Côté importations, des pays qui étaient des importateurs marginaux en 2015 ont considérablement accru leurs achats :
| Pays | Import. 2015 (M€) | Import. 2025 (M€) | Variation |
|---|---|---|---|
| Belgique | 372,7 | 704,0 | +88,9 % |
| Italie | 10,4 | 180,8 | +1 642 % |
| France | 3,4 | 74,3 | +2 106 % |
| Allemagne | 221,2 | 45,9 | −79,2 % |
Source : Importateurs par pays
La Belgique, port par lequel transitent de grandes quantités de produits pétrochimiques, a presque doublé ses importations. L'Italie et la France ont multiplié les leurs, compensant la perte de capacité de production nationale. À l'opposé, l'Allemagne a réduit ses importations de 79,2 %, ce qui pourrait refléter une contraction de la demande industrielle ou un recentrage sur l'approvisionnement intra-UE.
Chocs de prix et volatilité
L'analyse de la volatilité révèle des niveaux de volatilité contrastés selon les partenaires :
- Les importations depuis la Russie (CV = 1,87) et le Brésil (CV = 1,12) sont les plus erratiques, mais de faible volume.
- Le Royaume-Uni (CV = 0,49) et la Norvège (CV = 0,21) offrent une relative stabilité.
- Côté exportations, les flux vers le Royaume-Uni (CV = 1,57) et l'Arabie saoudite (CV = 1,73) sont très volatils, reflétant des opérations ponctuelles plutôt qu'un commerce régulier.
Plusieurs chocs notables ont été détectés :
- Choc de prix sur les importations du Royaume-Uni (2021) : bond de 63,2 % du prix, avec une chute concomitante des volumes de −73,4 %. Ce choc s'inscrit dans le contexte de la crise énergétique européenne post-Covid et des ajustements post-Brexit.
- Choc de prix sur les exportations vers l'Indonésie (2017) : hausse de 32,4 % du prix, signalant un rééquilibrage tarifaire sur ce marché.

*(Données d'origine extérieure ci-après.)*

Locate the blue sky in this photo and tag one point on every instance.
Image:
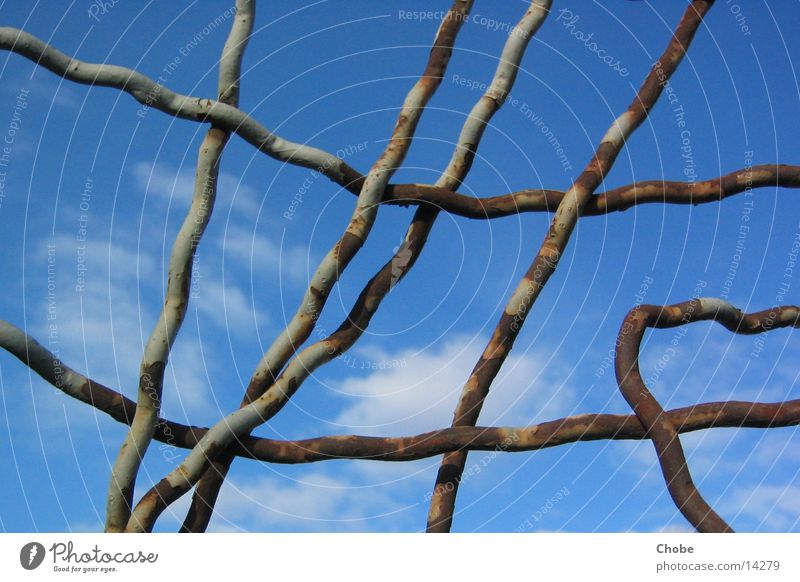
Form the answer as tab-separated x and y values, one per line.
333	74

- Choc de prix sur les exportations vers le Maroc (2021) : baisse de 22,8 % du prix, avec des volumes en repli.
Conclusion
La période 2015–2025 marque un tournant historique pour le marché européen de l'éthylène. L'UE est passée d'un modèle où elle disposait d'une certaine capacité exportatrice à celui d'un importateur structurellement déficitaire, avec un taux de dépendance nette aux importations atteignant 17,1 % en 2025. Ce basculement s'explique par la contraction de la production intra-européenne (−33,2 % depuis le pic), face à la concurrence de producteurs disposant d'avantages en matière de coûts (gaz de schiste aux États-Unis, gaz naturel au Moyen-Orient et en Norvège).
La géographie des approvisionnements a été profondément reconfigurée : les États-Unis sont devenus le deuxième fournisseur de l'UE (+844,8 %), le Royaume-Uni a vu son poids relatif fondre malgré le maintien de son rang, et de nouveaux acteurs (Norvège, Libye, Arabie saoudite) se sont affirmés. Cette diversification, mesurée par la baisse du HHI des importations, offre une relative protection contre les risques de dépendance excessive vis-à-vis d'un seul partenaire.
Néanmoins, la concentration croissante des exportations résiduelles et la volatilité de certains flux appellent à une vigilance accrue. L'avenir du secteur européen de l'éthylène dépendra de la capacité de l'industrie à s'adapter aux contraintes de compétitivité-coût, aux exigences de décarbonation et aux évolutions de la demande des secteurs aval (polymères, chimie fine).